UPC plans for the Baylands.
Courtesy UPC

“What can we live with?” council member Terry O’Connell asked. After a roughly 80-minute meeting, the council voted to commission economic studies of the effects of housing on the Baylands site.

“I’d hope they look at no more than a 1,000 to...2,000, but let’s cut it half from what the developer is asking” to 2,200 homes, said O’Connell at meeting’s end.

Although much smaller than the developer’s proposal, 2,200 new homes would have a remarkable effect on Brisbane, a city that had fewer than 4,300 residents during the 2010 census.

Giving public comment, many Brisbane neighbors were both angry and gloomy.

“It’s sad that we’re at the end of the road,” said resident Tony Verreos. “People who said ‘Well, it’s inevitable’ are about to be proven right.”

“The city allowed UPC to study housing on the Baylands even though it wasn’t permitted,” said Barbara Ebel. (The Brisbane General Plan forbids housing on the Baylands on account of it hasn’t been decontaminated since its days as a dump.) “It was a mistake, because even the mere contemplation of housing has been twisted into a privilege. [...] I feel like I’m living in an Upton Sinclair novel.”

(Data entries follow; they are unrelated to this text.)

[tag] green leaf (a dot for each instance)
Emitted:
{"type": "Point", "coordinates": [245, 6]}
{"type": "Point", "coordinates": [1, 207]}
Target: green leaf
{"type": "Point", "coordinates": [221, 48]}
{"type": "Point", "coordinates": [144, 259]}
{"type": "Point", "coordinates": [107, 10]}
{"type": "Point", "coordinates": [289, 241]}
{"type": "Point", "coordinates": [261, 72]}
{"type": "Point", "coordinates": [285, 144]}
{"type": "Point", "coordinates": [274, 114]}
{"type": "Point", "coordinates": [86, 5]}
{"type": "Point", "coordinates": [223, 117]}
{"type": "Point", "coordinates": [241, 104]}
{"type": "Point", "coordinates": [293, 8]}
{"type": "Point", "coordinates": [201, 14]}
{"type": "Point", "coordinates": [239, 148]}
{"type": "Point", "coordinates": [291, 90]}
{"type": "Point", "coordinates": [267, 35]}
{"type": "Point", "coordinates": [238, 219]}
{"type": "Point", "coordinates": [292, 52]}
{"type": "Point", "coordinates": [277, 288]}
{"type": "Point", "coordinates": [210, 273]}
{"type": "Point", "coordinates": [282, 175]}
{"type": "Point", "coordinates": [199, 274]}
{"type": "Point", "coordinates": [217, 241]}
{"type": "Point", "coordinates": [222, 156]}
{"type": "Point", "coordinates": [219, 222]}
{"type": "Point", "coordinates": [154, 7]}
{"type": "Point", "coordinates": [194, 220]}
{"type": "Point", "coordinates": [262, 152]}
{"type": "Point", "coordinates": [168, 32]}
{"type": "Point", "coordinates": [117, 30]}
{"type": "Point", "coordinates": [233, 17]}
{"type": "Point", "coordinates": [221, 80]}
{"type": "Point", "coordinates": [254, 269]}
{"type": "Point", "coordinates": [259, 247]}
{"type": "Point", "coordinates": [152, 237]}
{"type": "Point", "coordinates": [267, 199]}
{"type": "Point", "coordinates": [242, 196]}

Ray Miller, former mayor of Brisbane, railed at Sacramento, saying, “I’m of the view that the SF legislature members are in UPC’s pocket and negotiations for a reasonable amount of housing was probably not realistic.”

Photo by Sharon Hahn Darlin

Miller went on to complain that Sacramento politicians “don’t care about [...] saving Brisbane as a viable, small community.”

Speaking in support of housing development, Corey Smith, of housing-friendly non-profit SFHAC, tried to frame the Baylands in the context of the larger housing crisis.

“Myself and my peers feel like we’ve been boxed out of the opportunity to ever, ever live here,” said Smith. “We’re scared for our future. [...] Not nearly enough housing [is] being built, and quite frankly it’s screwing over my generation.”

According to a press release the city issued Wednesday, the analysis will be completed in time for the meeting of the City Council on March 1.